Write 28 as a product of prime factors.
Understand the Problem
The question is asking for the prime factorization of the number 28. To solve this, we will break down 28 into its prime factors, starting by dividing it by the smallest prime number and continuing until we can no longer divide.
Answer
The prime factorization of 28 is $2^2 \times 7$.
Answer for screen readers
The prime factorization of 28 is $2^2 \times 7$.
Steps to Solve
- Start with the number 28
We begin with 28 and look for the smallest prime number that can divide it. The smallest prime number is 2.

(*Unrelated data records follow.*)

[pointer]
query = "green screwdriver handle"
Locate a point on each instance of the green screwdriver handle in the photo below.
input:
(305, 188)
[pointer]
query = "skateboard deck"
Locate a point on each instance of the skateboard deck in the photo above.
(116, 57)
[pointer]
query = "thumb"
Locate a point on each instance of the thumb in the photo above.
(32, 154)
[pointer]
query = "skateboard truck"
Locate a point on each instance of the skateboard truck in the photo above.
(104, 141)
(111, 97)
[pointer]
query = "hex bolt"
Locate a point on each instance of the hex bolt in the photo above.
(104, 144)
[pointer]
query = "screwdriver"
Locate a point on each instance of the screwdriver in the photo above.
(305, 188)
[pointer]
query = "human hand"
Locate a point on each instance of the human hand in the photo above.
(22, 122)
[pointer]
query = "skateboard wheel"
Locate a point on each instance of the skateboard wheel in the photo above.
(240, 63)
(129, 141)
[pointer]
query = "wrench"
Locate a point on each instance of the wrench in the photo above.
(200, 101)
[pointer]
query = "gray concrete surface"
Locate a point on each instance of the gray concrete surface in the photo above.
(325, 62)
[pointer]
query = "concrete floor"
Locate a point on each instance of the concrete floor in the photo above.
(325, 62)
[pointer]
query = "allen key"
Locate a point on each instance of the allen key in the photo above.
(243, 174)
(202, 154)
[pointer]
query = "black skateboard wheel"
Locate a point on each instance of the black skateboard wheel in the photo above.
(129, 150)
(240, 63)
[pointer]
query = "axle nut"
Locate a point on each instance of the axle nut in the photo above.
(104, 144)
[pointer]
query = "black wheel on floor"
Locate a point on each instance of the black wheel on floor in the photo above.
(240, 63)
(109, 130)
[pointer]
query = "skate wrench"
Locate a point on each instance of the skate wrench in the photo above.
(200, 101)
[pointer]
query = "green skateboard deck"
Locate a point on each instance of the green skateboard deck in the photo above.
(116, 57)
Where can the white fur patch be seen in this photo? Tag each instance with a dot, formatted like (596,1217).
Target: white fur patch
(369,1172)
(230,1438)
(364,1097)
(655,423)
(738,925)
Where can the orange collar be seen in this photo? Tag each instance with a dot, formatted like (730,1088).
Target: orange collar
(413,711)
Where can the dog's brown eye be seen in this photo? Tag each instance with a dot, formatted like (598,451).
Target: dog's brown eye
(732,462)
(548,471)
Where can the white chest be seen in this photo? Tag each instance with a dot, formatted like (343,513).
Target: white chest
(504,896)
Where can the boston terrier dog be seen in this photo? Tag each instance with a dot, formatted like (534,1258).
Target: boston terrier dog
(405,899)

- Divide by the smallest prime number
We divide 28 by 2: $$ 28 \div 2 = 14 $$
- Repeat division with 2
Next, we divide 14 by 2 again: $$ 14 \div 2 = 7 $$
- Check if the result is prime
Now we have 7, which is a prime number. Since 7 cannot be divided by any other prime numbers, we can stop here.
- List the prime factors
We found that: $$ 28 = 2 \times 2 \times 7 $$ or in exponent form, $$ 28 = 2^2 \times 7^1 $$
The prime factorization of 28 is $2^2 \times 7$.
More Information
The number 28 is made up of the prime factors 2 and 7, where 2 appears twice. Prime factorization is important in many areas of mathematics, including number theory and simplifying fractions.
Tips
Some common mistakes include:
- Forgetting to test if the last result is a prime number.
- Dividing by a non-prime number instead of the smallest prime.
- Overlooking the need to express the factors in proper prime factorization format.